When i asked this question, the teacher thought i was questioning the concept of integrals, whereas I do nearly fully understand integrals, just not how it is used to find area under a curve.

Anonymous

1

Vivekanand Vellanki

2

Note sure what you are asking. There could be 2 interpretations to this question:

- How to use integration to find area under a curve? or
- Why does integration give the area under a curve?

It looks like you are asking about 1. The area under a curve is the definite integral of the curve.
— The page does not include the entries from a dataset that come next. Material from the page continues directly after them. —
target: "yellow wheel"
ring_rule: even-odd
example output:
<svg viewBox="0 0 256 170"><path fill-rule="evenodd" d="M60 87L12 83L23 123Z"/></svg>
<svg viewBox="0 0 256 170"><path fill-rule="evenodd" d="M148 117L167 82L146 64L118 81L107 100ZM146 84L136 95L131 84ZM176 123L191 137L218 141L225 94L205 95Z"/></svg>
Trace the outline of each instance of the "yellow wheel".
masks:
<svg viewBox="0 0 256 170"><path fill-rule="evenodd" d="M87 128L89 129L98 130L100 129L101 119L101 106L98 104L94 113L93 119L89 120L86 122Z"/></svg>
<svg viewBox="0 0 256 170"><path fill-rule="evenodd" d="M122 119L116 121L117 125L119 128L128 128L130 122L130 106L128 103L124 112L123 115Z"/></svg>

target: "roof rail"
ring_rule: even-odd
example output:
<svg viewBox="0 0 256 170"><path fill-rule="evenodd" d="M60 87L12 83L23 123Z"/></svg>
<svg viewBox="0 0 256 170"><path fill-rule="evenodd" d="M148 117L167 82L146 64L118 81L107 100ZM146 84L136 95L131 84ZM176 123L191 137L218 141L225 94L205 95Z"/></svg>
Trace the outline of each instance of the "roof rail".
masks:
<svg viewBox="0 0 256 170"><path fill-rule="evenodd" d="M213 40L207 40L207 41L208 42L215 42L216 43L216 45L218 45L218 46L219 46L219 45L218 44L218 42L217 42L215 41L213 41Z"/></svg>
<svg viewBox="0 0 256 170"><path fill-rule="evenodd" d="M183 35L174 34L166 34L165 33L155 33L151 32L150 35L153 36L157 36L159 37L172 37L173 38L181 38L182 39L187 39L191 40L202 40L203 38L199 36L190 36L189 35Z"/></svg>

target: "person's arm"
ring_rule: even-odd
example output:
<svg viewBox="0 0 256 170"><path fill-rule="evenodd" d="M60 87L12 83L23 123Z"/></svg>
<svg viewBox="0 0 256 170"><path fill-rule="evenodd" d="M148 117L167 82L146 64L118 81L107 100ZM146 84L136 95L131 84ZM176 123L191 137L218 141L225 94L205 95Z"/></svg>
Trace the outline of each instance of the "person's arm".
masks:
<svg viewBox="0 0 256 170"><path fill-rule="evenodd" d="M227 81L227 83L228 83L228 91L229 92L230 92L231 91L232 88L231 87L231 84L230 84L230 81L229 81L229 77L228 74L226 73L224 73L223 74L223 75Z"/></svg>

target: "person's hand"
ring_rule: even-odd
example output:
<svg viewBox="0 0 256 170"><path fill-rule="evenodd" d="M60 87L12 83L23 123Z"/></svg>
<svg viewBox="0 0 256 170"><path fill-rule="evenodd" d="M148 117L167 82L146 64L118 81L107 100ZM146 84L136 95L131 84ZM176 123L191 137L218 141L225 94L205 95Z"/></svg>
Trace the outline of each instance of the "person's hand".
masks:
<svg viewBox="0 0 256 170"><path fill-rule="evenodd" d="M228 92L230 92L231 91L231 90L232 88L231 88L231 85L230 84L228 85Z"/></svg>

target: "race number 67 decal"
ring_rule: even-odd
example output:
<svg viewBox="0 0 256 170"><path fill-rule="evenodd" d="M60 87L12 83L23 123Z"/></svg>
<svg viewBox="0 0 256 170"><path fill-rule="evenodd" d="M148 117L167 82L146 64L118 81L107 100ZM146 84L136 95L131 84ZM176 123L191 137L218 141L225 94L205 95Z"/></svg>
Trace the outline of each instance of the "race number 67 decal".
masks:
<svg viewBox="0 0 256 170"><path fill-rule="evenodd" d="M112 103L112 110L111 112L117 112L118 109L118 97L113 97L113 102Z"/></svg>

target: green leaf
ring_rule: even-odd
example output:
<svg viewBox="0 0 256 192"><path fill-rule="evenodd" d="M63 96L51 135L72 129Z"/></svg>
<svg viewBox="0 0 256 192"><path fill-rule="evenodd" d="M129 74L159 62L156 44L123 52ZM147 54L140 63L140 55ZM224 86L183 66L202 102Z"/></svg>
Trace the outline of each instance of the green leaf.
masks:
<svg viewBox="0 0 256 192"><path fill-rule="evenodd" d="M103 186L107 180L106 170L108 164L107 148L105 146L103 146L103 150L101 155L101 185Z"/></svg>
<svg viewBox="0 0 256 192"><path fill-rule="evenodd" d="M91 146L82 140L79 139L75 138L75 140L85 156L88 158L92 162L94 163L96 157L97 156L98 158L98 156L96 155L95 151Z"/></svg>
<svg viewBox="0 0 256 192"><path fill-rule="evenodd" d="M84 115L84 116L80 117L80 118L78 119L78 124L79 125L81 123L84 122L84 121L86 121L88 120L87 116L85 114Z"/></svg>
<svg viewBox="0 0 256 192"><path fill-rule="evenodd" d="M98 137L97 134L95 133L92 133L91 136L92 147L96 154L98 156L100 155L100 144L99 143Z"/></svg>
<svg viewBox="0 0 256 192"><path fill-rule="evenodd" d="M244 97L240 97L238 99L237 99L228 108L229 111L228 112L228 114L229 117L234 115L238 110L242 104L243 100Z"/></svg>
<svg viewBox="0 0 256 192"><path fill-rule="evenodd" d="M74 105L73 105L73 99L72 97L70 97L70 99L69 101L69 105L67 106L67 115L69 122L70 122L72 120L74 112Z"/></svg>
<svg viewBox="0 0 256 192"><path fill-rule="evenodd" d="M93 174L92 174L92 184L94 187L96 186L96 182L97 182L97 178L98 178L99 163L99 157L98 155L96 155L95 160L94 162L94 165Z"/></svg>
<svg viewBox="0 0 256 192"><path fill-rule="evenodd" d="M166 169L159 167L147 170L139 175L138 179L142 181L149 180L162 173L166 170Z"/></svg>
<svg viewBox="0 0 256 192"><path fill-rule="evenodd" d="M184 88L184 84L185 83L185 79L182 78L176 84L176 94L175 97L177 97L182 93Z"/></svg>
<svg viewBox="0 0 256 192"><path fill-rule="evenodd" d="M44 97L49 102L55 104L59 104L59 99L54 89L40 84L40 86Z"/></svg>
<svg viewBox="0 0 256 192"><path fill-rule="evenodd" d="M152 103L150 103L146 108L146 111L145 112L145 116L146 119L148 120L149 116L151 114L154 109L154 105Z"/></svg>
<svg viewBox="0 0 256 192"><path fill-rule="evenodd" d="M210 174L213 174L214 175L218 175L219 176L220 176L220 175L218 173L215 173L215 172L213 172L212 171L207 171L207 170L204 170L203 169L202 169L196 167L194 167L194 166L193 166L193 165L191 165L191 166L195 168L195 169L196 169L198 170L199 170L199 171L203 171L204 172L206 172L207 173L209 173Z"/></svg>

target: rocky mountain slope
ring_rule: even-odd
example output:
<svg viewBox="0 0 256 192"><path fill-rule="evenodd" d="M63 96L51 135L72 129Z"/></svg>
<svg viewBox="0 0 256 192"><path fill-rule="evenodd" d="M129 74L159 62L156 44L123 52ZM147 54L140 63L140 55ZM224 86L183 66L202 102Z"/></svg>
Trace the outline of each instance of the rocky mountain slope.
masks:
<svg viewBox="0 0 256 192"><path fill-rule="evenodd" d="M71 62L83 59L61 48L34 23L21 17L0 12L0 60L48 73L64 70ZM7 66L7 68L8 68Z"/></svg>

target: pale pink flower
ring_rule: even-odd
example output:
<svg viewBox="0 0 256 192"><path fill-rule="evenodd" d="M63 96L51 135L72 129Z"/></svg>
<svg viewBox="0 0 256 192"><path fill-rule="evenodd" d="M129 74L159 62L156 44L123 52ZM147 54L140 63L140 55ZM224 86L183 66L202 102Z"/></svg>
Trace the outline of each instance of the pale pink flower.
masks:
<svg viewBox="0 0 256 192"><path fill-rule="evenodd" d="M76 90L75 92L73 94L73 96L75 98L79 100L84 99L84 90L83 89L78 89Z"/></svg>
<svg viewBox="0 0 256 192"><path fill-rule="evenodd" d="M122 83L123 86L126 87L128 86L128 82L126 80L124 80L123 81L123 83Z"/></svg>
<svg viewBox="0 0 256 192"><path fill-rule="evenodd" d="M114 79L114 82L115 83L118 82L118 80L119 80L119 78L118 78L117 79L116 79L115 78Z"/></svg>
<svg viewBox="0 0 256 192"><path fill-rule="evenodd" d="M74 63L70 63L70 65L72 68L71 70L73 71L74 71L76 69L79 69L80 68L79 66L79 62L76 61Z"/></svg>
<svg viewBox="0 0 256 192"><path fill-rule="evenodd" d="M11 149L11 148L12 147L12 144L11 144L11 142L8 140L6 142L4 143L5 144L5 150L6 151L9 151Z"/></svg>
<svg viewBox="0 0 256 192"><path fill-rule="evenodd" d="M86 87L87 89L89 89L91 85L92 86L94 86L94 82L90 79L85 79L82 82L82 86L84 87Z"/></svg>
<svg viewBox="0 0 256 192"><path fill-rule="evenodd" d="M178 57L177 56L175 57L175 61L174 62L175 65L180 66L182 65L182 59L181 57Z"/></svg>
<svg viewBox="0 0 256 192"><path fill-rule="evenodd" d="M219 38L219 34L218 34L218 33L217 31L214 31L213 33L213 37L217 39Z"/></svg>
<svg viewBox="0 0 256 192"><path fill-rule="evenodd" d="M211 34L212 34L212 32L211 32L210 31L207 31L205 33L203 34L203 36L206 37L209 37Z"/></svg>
This sounds vague - lets go with a few examples.

Lets find the area of the rectangle (ABCD) in two ways. You know that the area of the rectangle is hw.

Let's using integration to find the area of the following: area between the x-axis and the line y=h, from x=0 to x=w. Note that y=h represents the curve DC. The area between this curve and x-axis, bounded by x=0 to x=w is the same as the area of the rectangle ABCD.

Now, this area can be written as \int_0^wydx\ =\ \int_0^whdx.

Why is this the case? We are computing the area of the curve y=h, from x=0 to x=w. This is the definite integral given the end-points.

\int_0^whdx=hw\ -\ h0\ =\ hw, the area of the rectangle as expected.

Lets look at a triangle now.

The area of the triangle ABC = \frac{1}{2}bh. Lets see if integration gives us the same.

We first need to find the equation of the curve (AC) and then compute the definite integral of the curve from 0 to b.

The equation of AC is y=\frac{h}{b}x. The slope is h/b and the y-intercept is 0.

The area of ABC is \int_0^bydx=\int_0^b\frac{h}{b}xdx=\frac{h}{b}\int_0^bxdx=\frac{h}{b}\times\frac{1}{2}\left(b^2-0^2\right)=\frac{1}{2}\times\frac{h}{b}\times b^2=\frac{1}{2}bh

Essentially, the definite integral of the curve from a to b represents the area under the curve and x-axis from x=a to x=b.

This applies to any curve - even 3-d dimensional surfaces. Try with a trapezium and see if that works.

If your equation was "why does integration lead to the area under the curve?", please ask another question.